ISLAMABAD: It is widely known for its greenery. The lush green plantations that cover most of its roads and vicinities are what makes it at par from other urban hubs of Pakistan.
But latest data reveals that Islamabad is evacuating its urban forests since 1976 and continues to do so, with relatively higher rates of deforestation than plantations.
Hammad Gilani, a post-doctorate researcher from the University of Illinois, regards horizontal expansion for residential and commercial purposes as one of the major reasons for infringements in the green zones of Islamabad which can reduce the frequency of rainfall in the long term.
He cautions saying, “The conversion of trees and green zones into concrete is exposing the soil, which can be catastrophic if any natural disaster, especially if an earthquake strikes the city, the exposed soil won’t be able to retain itself and the concrete homes and plazas built upon it would be reduced to rubble.”
Decades ago, when the first military dictator of Pakistan Field Marshal Ayub Khan decided to shift the capital from Karachi to Islamabad in 1960s, he ordered immediate greening of the new capital which led the forest department to import a fast-growing species from South East Asia called Paper mulberry to be planted. But since the department hadn’t tested the species under a controlled environment, its plantation soon led to hazardous consequences that afflicted the local ecosystem.
What is worse is that the current deforestation spree is taking a toll on the indigenous flora. Tahir Rasheed, the CEO of South Punjab Forest Company, while expressing his disappointment on the unending tree felling campaign, cautions that deforestation is likely to increase the micro-climate of the city and cause an upsurge in temperature which will ultimately alter rainfall frequency.

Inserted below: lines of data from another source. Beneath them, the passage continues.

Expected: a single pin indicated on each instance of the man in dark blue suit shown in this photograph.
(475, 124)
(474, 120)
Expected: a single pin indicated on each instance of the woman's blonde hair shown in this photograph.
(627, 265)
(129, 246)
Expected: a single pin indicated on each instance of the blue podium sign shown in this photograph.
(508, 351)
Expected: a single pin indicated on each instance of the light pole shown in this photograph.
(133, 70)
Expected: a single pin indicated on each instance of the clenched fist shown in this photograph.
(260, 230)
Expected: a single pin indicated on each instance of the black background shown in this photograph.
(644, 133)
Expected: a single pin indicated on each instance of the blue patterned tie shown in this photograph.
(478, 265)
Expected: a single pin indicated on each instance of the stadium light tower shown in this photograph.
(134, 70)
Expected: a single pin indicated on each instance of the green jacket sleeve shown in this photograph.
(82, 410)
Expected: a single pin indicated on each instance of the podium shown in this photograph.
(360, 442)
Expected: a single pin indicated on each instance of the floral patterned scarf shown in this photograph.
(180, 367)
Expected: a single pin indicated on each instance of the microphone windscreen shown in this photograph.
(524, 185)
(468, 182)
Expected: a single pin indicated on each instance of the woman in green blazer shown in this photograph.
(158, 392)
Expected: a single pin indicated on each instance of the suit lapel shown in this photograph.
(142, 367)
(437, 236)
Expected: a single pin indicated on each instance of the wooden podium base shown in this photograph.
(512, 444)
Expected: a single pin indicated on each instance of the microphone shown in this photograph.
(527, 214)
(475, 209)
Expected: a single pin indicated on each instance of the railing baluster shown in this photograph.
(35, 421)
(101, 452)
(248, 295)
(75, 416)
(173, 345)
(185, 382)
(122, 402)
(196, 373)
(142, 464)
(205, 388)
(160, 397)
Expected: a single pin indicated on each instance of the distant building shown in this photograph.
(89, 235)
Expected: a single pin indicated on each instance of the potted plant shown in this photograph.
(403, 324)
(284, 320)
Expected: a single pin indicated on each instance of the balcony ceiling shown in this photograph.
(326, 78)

“Just like Lahore which has turned from a city of gardens to a city of concrete, Islamabad has embarked itself on the same path, which can even lead to the collapse of the urban ecosystem, if deforestation continues unabated,” he states.
Mome expressed disappointment that instead of imitating Islamabad’s Master Plan to other cities, efforts are being made to steer Islamabad on the course of unsustainable development.
“Globally there is a practice of developing smaller cities to prevent migration to bigger cities. But unfortunately, in Pakistan, only the major cities are developed and others are deprived of basic facilities, which prompts migration from smaller to larger cities. The result of which is that the population of Islamabad has swelled to 2.07 million in the last two decades, which has built tremendous pressure on the ecosystem of Islamabad especially on urban forests,” she grieved.
“High-rise buildings were never the culture of Islamabad and now the parks and green zones are being encroached to make concrete structures. If the citizens failed to take the responsibility now, soon the city won’t be able to survive,” warned Mome.
With trees being mercilessly chopped for the cause of development in Islamabad when asked how the CDA plans to compensate the ecological loss, Malik informs, “With every tree that is felled, we plant 10 trees in the same area, so that the ecosystem does not get out of balance.” However, that is not enough and the CDA needs to devise plans that have long-term impacts.
With rising population pressure, increased climate change impacts and worsening air pollution crisis, there is a dire need to increase the urban forest cover in the dwindling space.
Globally, urban forest policies are passed to protect the urban forests. Though Pakistan has a national forest policy but there is not a single urban forest policy for any city of the country that can safeguard the conservation of forests in urban and peri-urban areas.
Nations invest in their natural resources to ensure sustainability. The loss of urban forest cover of Islamabad is anthropogenic and it can only be resolved by expanding the city in vertical fashion and changing consumption patterns.
Two major cities of Pakistan – Karachi and Lahore – are already reeling from the environmental consequences of not having urban forests. In Karachi, the Urban Heat Island effect coupled with limited urban green triggered heatwaves, which took more than 1,200 lives back in 2015 and continues till date.
Lessons should be learned from Cape Town, which is reeling from severe drought and water scarcity and is close to Day Zero – an apocalyptic scenario when water in the six-dam reservoir system falls to 13.5 per cent capacity, leading to the closure of valves which will stop water to a million households.
It is high time to learn from the past and set the course for the future. Without planning, Pakistan will find itself in an impossible situation, where the chances for its cities to survive would be extremely difficult. Sustainability is the key to survival and if science is purposefully ignored then the day is not far when Islamabad would become a lost civilization just like Mohenjo Daro and Harappa.